O preço será apresentar uma agenda consistente, dura e crível para indicar o caminho de retomar condições fiscais, para o país não retroceder às condições fragilizadas da década de 90.

É algo como uma carta aos brasileiros. Reconhecer a gravidade da crise político-econômica. Admitir a imprevidência no monitoramento da crise internacional e os erros de voluntarismo quanto às condições do Estado nacional fazer-lhe frente. Chamar, assim, a crise à responsabilidade do governo. Afirmar que será responsável com o país e com a história, em indicar os sacrifícios que serão necessários para toda a sociedade.

Os sacrifícios não devem nem podem ser simétricos. A crise fiscal econômica precisa levar o Estado e o governo a um novo tamanho. Cortes orçamentários se tornam inevitáveis, mas devem afetar o mínimo possível os gastos sociais e os direitos dos trabalhadores. Mas haverá sacrifícios temporários também aí.

Extraordinariamente, até mesmo os gastos obrigatórios, redimensionados temporariamente poderão ocorrer.

O governo já deveria ter realizado uma força tarefa para aumentar a arrecadação – afinal o principal esporte nacional não é apenas o viciado sistema político, mas a sonegação de impostos.

Com isso se tem uma moratória para elevar a arrecadação e, tão logo possível, retomar crédito e aumentar o consumo para estimular a economia.

Taxação de grandes fortunas, de heranças, de lucros e dividendos, contribuirão assimetricamente para isso, arcando com o maior peso. Também utilizando a CIDE, envolvendo combustíveis. Nova fonte tributária ainda, principalmente se partilhada com Estados e municípios – porque não um sucedâneo da CPMF?

Numa crise dessas inevitavelmente a carga tributária vai aumentar e o percentual da dívida pública como fração do PIB. Corintianos e palmeirenses fariam exatamente isso. Então melhor fazê-lo com consciência e pactuação.

Ministérios e cargos de confiança precisam ser redimensionados. Aliás, uma agenda desse tipo, parte inevitavelmente de uma nova conformação política do governo e da base de sustentação.

Grandes disputas se darão. Também muita dispersão e desconfiança. Mas isso significará um chamamento às forças políticas e sociais para uma convergência de esforços.
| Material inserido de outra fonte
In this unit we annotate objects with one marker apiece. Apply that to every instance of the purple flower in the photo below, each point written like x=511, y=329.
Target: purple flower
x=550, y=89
Mesmo a refregas para encontrar o termo médio – afinal é de luta de interesses de classe que se fala -, dá perspectiva.

O fundamental é chamar à responsabilidade comum a Câmara e o Senado. Amanhã, reunir o Conselho de Desenvolvimento Econômico e Social para a convergência. Ao mesmo tempo, pacientemente negociar com as forças sociais, as centrais de trabalhadores em primeiro lugar. Todos precisarão se defrontar com as disjuntivas da situação.

Dilma e Temer precisam encabeçar essa opção. E reformular o governo à imagem e semelhança dessa convergência. Se necessário cortar na carne, pois a crise e a responsabilidade com o país é maior que qualquer partido e seus interesses.

Os partidos da base precisariam ser realinhados em função dessa agenda, com o que podem fechar questão em suas bancadas no voto contra o impeachment, se este vier a transitar.

O mandamento primeiro dessa espécie de carta aos brasileiros será, ainda e uma vez mais, a democracia. Porque tudo isso é preciso conduzir dentro de um ambiente democrático e em respeito à Constituição. O mandamento fundamental é o respeito ao mandato constitucional da presidenta Dilma. A Operação Lava a Jato, nesse sentido, não é problema do governo, mas da Justiça.
Nesse sentido, um ativo fundamental para essa carta aos brasileiros é a reconhecida integridade da presidenta Dilma. Nenhuma alternativa que pudesse surgir a superaria nesse quesito.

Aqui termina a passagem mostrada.